Repository files navigation

Inspiration

  • In the age of social media, fake news spreads like wildfire.
  • During the 2016 Presidential Election, the amount of fake news being published on the web increased significantly.
  • A new study from Stanford researchers evaluated students' ability to assess information sources and described the results as "dismaying," "bleak" and "a threat to democracy."

This a growing problem that we wanted to address. We wish to provide a service that can help reverse this trend.

What it does

SproofProof is a system that tries to automatically determine whether a given source is fake. It uses several heuristics to determine if a source is fake including tone analysis (via IBM Watson) and runs the data through a trained filter to classify the source as fake or not.

How we built it

SpoofProof is a django application written in python that calculates the credibility of articles on the server. First we use IBM’s Watson to calculate the tone of the given article. We then use a neural network that is given the tone data to classify the article as credible or fake. We hope to expand the system to add several layers of analysis to produce more accurate results.

Challenges we ran into

One of the difficulties we ran into was the curation of a data set that we could use to train the neural network. We had to research to find both credible and fake articles that the system could learn from.

What we learned

We learned a ton working on the project, especially in regards to IBM’s Watson API and Machine Learning. The Watson API proved to be a very handy resource that allowed us to get data that would otherwise require us to implement advanced natural language processing algorithms. Machine Learning is a topic that we haven’t worked with much outside of a couple small class projects. This opportunity to use Machine Learning was very beneficial to us and we learned a lot from it.

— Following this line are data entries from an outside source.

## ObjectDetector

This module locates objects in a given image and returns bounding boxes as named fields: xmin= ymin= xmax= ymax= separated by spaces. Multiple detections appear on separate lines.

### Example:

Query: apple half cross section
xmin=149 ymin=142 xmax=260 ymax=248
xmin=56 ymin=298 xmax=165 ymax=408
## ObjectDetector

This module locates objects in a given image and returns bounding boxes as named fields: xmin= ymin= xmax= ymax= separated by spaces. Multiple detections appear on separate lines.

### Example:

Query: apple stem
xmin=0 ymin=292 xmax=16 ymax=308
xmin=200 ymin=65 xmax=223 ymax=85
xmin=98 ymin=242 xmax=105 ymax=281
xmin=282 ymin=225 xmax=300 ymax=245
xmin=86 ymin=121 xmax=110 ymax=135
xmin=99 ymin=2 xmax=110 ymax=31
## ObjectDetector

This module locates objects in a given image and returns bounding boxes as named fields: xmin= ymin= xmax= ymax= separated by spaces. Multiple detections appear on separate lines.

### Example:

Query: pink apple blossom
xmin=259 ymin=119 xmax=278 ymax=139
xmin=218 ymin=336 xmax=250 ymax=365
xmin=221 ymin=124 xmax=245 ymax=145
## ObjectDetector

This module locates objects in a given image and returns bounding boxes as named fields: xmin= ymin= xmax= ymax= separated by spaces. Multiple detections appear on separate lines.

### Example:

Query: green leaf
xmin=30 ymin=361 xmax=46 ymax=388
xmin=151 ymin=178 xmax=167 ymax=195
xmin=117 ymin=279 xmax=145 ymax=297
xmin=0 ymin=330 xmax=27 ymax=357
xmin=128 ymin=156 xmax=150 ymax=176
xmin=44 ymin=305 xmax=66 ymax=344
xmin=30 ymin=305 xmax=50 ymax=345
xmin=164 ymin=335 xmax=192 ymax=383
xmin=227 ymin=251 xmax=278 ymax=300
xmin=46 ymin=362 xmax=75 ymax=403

What's next for SpoofProof

With such a limited amount of time we were only able to build a small training set of credible and fake news articles to train SpoofProof with. In the future, we hope to expand this training set and create a larger database of articles with their associated credibility scores. We also started implementing OCR in order to extract extra information from pictures within articles that could be analysed in a similar manner to the article body text. We also started work on analysing links to outside information in order to see how an article defends its points. We were unable to finish this task as it became clear that fake news uses lots of external links to boost search engine page rank. In the future we would like to be able to cross reference data between different sources as major events will be reported on multiple times. Another factor we believed could play a role in the credibility of an article is the overall relevance of general concepts a writer tries to address. With the power of Watson’s AlchemyLanguage, we intend to identify general concepts that aren't necessarily directly referenced in the text and use relevance scores as an additional set of input for SpoofProof’s neural net.